For more advanced patterns, use predictive scaling to scale before traffic arrives based on historical patterns, combined with target tracking for real-time adjustment. Also consider lifecycle hooks to run initialization or drain logic (e.g., deregister from a service mesh) before instances are added to or removed from the fleet.

Frequently Asked Questions

What's the difference between a Launch Template and a Launch Configuration?

Launch Configurations are the older, immutable mechanism — once created, they can't be edited. Launch Templates support versioning, so you can create a new version and roll it out gradually. They also support Spot + On-Demand mixed fleets, which Launch Configurations don't. AWS recommends Launch Templates for all new work.

When should I use Reserved Instances vs Savings Plans?

Compute Savings Plans are generally more flexible — they apply to any EC2 instance family, size, OS, and region, and they also cover Fargate and Lambda. Reserved Instances give slightly higher discounts (up to 60% for 3yr all-upfront vs ~66% for Savings Plans) but are locked to a specific instance family and region. If your workload might change instance types over 3 years, Savings Plans are safer.

How do I prevent accidental Spot termination from breaking my app?

Design for statelessness: store state in S3, DynamoDB, or ElastiCache rather than on instance storage. Use ASG lifecycle hooks and a Spot interruption handler (Lambda listening to EventBridge Spot interruption events) to drain connections gracefully. Always run at least 2 instances so one Spot termination doesn't cause a full outage.

What's the best way to SSH into an instance in a private subnet?

Don't SSH at all — use SSM Session Manager. It works in private subnets as long as the instance has outbound HTTPS access to the SSM endpoints (or you configure VPC endpoints for SSM). No bastion host, no key management, and you get full audit logs.

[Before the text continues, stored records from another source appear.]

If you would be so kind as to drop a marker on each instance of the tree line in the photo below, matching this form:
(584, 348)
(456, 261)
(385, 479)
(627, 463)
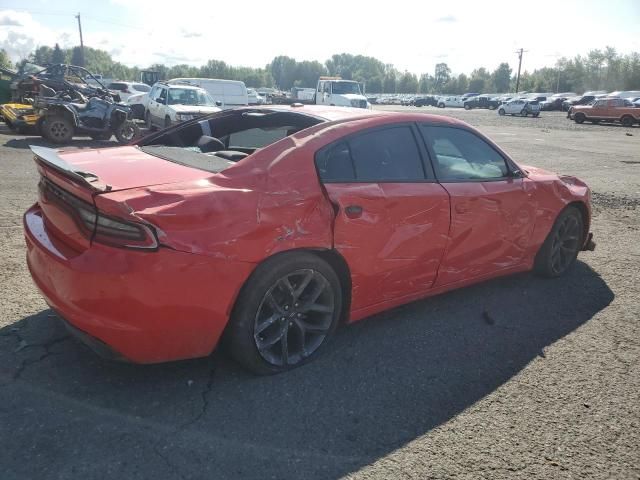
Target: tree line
(597, 70)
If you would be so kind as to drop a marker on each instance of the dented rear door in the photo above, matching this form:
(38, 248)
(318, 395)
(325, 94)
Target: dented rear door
(392, 218)
(492, 211)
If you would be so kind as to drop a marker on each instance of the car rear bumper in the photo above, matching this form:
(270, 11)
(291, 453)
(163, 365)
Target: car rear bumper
(145, 307)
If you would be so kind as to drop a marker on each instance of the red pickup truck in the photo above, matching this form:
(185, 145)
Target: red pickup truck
(607, 110)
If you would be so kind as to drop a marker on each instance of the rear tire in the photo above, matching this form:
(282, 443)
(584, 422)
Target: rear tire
(627, 121)
(148, 122)
(101, 136)
(58, 129)
(560, 249)
(127, 132)
(269, 319)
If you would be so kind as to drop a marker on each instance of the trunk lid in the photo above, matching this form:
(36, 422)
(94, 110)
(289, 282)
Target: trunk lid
(90, 172)
(70, 180)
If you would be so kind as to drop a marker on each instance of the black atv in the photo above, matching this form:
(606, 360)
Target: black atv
(68, 112)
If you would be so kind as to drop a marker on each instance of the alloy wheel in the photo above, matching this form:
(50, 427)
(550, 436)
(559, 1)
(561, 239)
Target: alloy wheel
(565, 244)
(294, 317)
(59, 130)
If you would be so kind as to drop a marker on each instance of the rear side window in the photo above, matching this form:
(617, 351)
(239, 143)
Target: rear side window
(388, 155)
(461, 155)
(121, 87)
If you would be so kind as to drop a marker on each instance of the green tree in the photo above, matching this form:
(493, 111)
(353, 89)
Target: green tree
(42, 55)
(389, 82)
(480, 80)
(283, 69)
(374, 85)
(77, 58)
(442, 76)
(408, 83)
(425, 84)
(5, 61)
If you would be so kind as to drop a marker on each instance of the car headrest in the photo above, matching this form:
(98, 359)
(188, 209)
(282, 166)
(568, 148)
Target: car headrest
(208, 144)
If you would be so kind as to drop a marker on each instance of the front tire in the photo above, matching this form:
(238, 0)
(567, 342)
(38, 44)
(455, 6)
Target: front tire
(287, 310)
(58, 129)
(127, 131)
(148, 122)
(560, 249)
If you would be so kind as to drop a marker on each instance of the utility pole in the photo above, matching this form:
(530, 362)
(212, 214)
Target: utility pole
(81, 43)
(519, 52)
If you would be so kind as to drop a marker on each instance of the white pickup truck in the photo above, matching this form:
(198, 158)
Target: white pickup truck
(341, 93)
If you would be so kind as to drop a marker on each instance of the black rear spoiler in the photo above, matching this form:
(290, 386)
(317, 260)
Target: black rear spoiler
(50, 157)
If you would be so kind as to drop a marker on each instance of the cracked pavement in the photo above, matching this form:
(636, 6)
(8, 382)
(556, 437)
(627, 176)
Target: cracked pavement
(517, 378)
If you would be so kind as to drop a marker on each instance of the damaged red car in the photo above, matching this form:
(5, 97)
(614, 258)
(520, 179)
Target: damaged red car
(266, 228)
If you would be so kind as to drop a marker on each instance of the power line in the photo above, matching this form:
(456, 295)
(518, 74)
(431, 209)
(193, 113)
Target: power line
(69, 14)
(520, 52)
(81, 42)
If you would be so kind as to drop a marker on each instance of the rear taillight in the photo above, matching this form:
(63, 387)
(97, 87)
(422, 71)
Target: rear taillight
(98, 227)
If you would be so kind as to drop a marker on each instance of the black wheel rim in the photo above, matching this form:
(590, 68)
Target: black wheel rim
(294, 317)
(59, 130)
(127, 132)
(565, 244)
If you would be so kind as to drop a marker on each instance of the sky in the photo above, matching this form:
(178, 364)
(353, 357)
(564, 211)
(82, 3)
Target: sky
(412, 36)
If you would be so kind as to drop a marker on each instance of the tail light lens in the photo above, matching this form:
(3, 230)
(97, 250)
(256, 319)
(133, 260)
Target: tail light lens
(98, 227)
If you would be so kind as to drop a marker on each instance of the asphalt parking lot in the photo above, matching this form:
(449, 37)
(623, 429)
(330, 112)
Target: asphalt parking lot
(519, 377)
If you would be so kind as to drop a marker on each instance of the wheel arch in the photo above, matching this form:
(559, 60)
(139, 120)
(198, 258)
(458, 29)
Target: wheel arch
(331, 256)
(586, 216)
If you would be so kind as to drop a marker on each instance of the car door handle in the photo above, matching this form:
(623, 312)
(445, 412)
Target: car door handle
(462, 208)
(353, 211)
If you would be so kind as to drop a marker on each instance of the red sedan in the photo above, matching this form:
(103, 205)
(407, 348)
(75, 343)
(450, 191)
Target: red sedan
(267, 227)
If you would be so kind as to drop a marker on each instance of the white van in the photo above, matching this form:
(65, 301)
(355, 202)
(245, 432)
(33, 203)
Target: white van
(232, 93)
(341, 93)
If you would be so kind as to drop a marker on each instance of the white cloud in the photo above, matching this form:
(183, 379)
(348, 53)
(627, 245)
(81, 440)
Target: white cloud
(20, 34)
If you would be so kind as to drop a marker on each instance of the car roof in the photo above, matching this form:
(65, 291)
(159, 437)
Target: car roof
(182, 86)
(337, 114)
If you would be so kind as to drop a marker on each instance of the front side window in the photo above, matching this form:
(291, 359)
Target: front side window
(190, 96)
(344, 88)
(162, 96)
(388, 155)
(461, 155)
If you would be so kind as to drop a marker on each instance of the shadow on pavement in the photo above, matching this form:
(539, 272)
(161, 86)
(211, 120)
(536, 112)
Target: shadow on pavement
(381, 383)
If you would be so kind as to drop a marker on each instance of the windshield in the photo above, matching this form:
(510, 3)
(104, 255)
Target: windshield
(342, 88)
(190, 96)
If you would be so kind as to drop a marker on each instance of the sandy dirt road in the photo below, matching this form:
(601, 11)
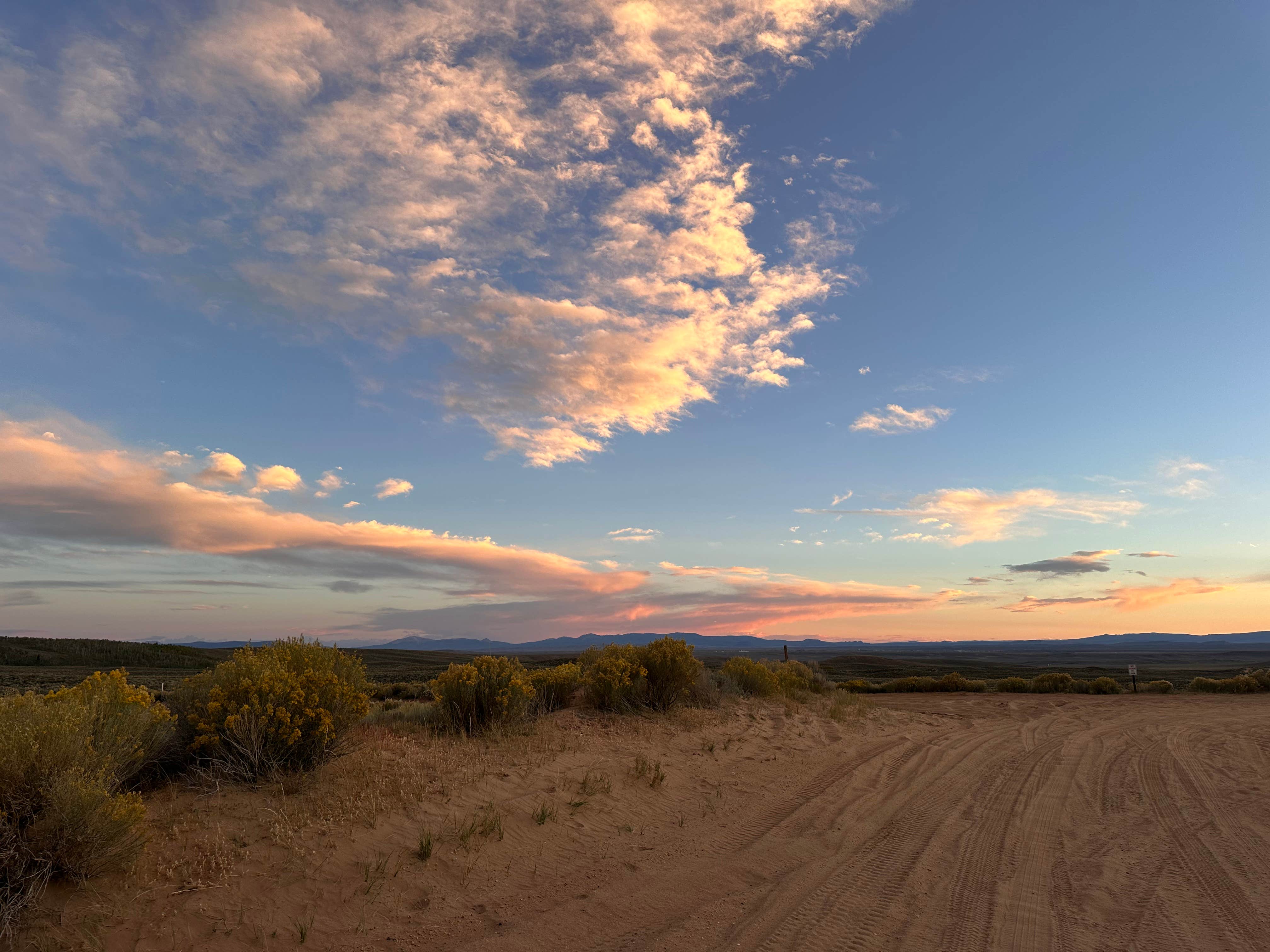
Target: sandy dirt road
(957, 822)
(991, 823)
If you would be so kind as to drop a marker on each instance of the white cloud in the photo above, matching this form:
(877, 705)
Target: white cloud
(329, 483)
(634, 535)
(273, 479)
(1183, 479)
(220, 469)
(978, 516)
(394, 168)
(393, 487)
(897, 419)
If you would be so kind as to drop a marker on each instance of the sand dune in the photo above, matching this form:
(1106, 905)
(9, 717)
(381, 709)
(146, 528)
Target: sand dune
(938, 823)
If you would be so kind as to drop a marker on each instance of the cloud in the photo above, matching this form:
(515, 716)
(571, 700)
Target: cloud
(394, 488)
(1181, 477)
(897, 419)
(399, 171)
(220, 469)
(106, 496)
(978, 516)
(350, 588)
(1076, 564)
(634, 535)
(21, 600)
(691, 598)
(271, 479)
(1128, 600)
(329, 483)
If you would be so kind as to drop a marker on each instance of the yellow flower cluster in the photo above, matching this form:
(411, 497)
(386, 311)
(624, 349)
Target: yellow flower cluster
(486, 692)
(283, 706)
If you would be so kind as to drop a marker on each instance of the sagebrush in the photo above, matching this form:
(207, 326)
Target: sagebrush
(68, 766)
(280, 707)
(483, 694)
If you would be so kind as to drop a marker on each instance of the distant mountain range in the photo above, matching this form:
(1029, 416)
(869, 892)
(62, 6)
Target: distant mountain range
(750, 643)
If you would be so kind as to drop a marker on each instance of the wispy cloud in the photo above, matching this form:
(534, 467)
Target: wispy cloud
(1130, 598)
(633, 534)
(962, 516)
(394, 488)
(897, 419)
(108, 496)
(395, 168)
(1076, 564)
(1185, 478)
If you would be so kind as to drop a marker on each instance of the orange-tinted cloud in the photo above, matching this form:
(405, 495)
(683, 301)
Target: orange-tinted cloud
(978, 516)
(1127, 600)
(105, 494)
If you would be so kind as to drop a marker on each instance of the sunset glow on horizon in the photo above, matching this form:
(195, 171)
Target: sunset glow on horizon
(870, 319)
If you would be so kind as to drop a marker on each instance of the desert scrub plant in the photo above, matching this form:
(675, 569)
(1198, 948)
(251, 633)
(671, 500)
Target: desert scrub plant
(487, 692)
(956, 682)
(66, 763)
(554, 687)
(427, 843)
(614, 680)
(670, 671)
(751, 677)
(858, 686)
(1015, 686)
(281, 707)
(1052, 682)
(406, 717)
(794, 678)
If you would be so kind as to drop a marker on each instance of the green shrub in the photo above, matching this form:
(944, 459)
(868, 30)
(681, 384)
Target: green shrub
(66, 761)
(912, 685)
(858, 686)
(402, 691)
(956, 682)
(709, 688)
(1104, 686)
(794, 678)
(487, 692)
(280, 707)
(671, 671)
(554, 687)
(1052, 682)
(406, 715)
(1016, 686)
(751, 677)
(1239, 685)
(615, 678)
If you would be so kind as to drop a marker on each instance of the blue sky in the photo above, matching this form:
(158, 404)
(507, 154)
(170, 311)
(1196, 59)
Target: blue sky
(557, 273)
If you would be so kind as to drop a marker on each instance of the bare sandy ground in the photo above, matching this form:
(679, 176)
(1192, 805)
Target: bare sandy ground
(938, 823)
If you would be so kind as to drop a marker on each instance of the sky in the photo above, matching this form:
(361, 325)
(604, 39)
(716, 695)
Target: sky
(803, 319)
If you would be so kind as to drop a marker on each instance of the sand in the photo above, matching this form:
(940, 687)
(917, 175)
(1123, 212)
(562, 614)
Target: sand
(953, 822)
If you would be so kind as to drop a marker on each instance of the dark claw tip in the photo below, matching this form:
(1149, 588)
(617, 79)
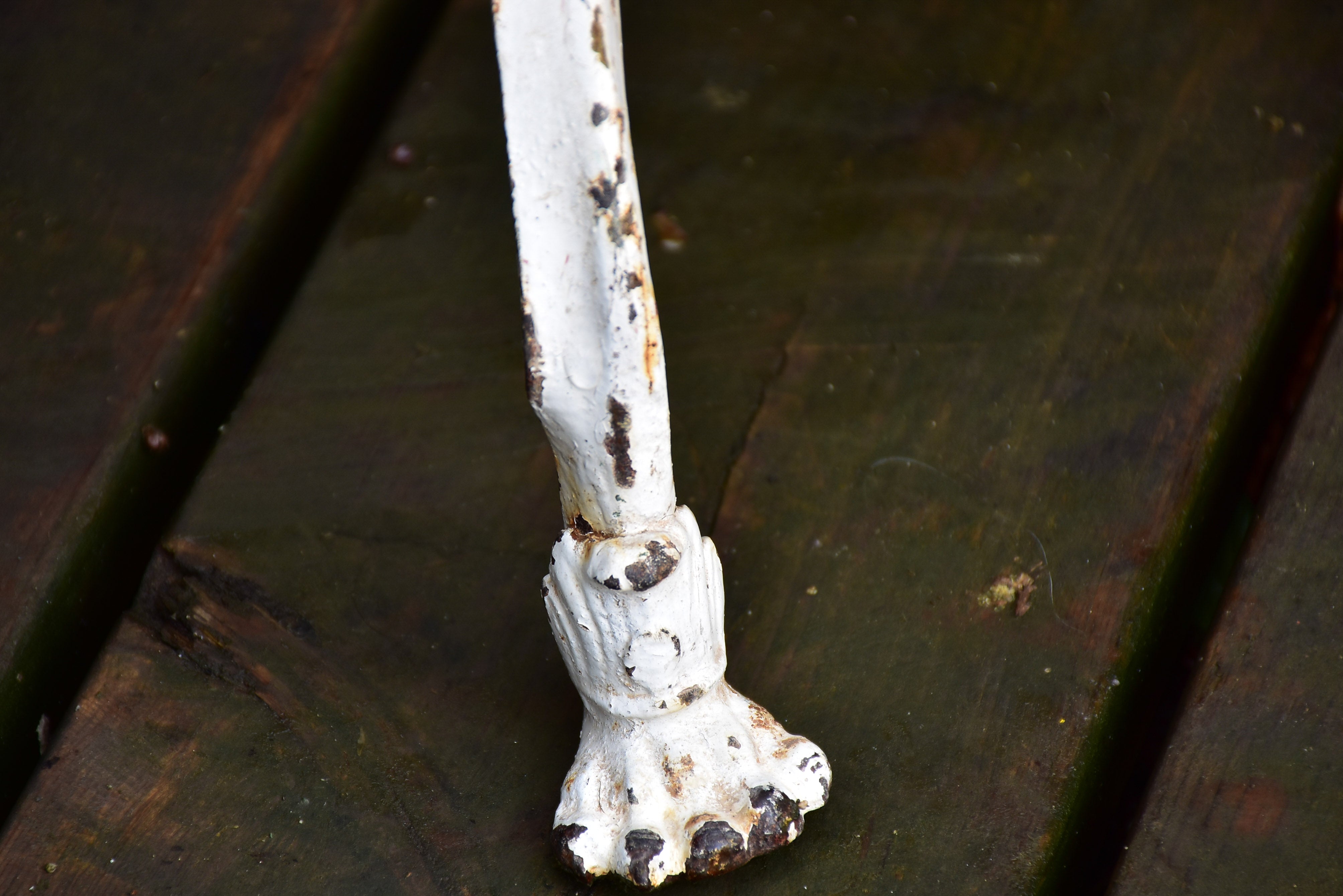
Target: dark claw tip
(780, 816)
(560, 840)
(716, 850)
(641, 847)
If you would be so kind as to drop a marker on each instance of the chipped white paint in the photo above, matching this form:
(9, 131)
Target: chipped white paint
(676, 772)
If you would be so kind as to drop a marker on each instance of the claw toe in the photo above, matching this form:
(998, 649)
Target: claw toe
(562, 842)
(642, 847)
(716, 850)
(780, 821)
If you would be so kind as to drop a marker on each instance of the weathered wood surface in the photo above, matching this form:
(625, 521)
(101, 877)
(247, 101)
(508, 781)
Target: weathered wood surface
(959, 287)
(1249, 798)
(148, 155)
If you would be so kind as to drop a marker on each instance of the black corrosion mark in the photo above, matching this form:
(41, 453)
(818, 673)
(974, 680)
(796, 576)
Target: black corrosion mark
(691, 695)
(600, 38)
(604, 191)
(534, 363)
(652, 567)
(716, 850)
(560, 842)
(641, 847)
(618, 444)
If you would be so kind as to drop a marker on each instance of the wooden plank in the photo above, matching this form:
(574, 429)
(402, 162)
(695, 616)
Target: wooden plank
(1248, 797)
(1012, 265)
(148, 158)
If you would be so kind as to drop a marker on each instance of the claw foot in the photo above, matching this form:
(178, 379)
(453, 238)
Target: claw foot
(676, 772)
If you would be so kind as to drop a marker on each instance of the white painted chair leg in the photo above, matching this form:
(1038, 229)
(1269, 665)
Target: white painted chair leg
(676, 772)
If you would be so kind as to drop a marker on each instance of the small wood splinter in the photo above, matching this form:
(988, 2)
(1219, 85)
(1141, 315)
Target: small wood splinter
(676, 772)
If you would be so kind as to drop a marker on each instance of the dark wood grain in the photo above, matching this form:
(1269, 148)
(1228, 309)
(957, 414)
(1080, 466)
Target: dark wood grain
(1248, 798)
(962, 288)
(166, 173)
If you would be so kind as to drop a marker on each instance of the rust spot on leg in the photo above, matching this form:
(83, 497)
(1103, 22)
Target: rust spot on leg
(604, 191)
(653, 567)
(618, 444)
(672, 774)
(691, 695)
(534, 362)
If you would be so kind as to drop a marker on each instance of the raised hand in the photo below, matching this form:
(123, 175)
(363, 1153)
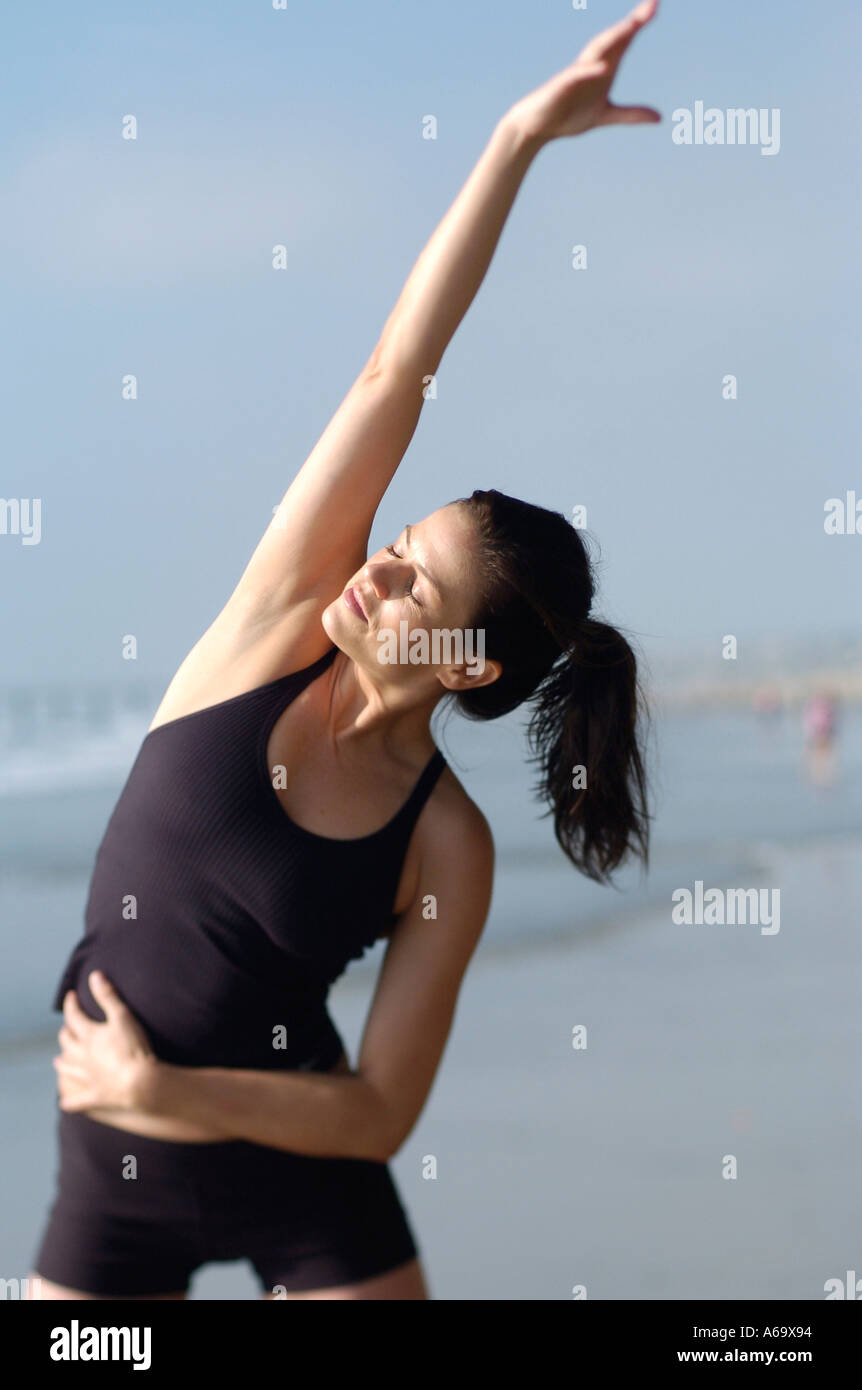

If you must SSH, use an EC2 Instance Connect Endpoint (free, GA since 2023) instead of a bastion.

How do I speed up Auto Scaling response time?

The main levers are: (1) Use a pre-baked golden AMI so instances don't spend 3–5 minutes installing packages on boot. (2) Set a short scale-out cooldown (60s). (3) Enable Warm Pools to keep a pool of pre-initialized instances in Stopped state, ready to launch in seconds. (4) For Java apps, consider GraalVM native images or use container-based deployments with ECS/Fargate for faster startup.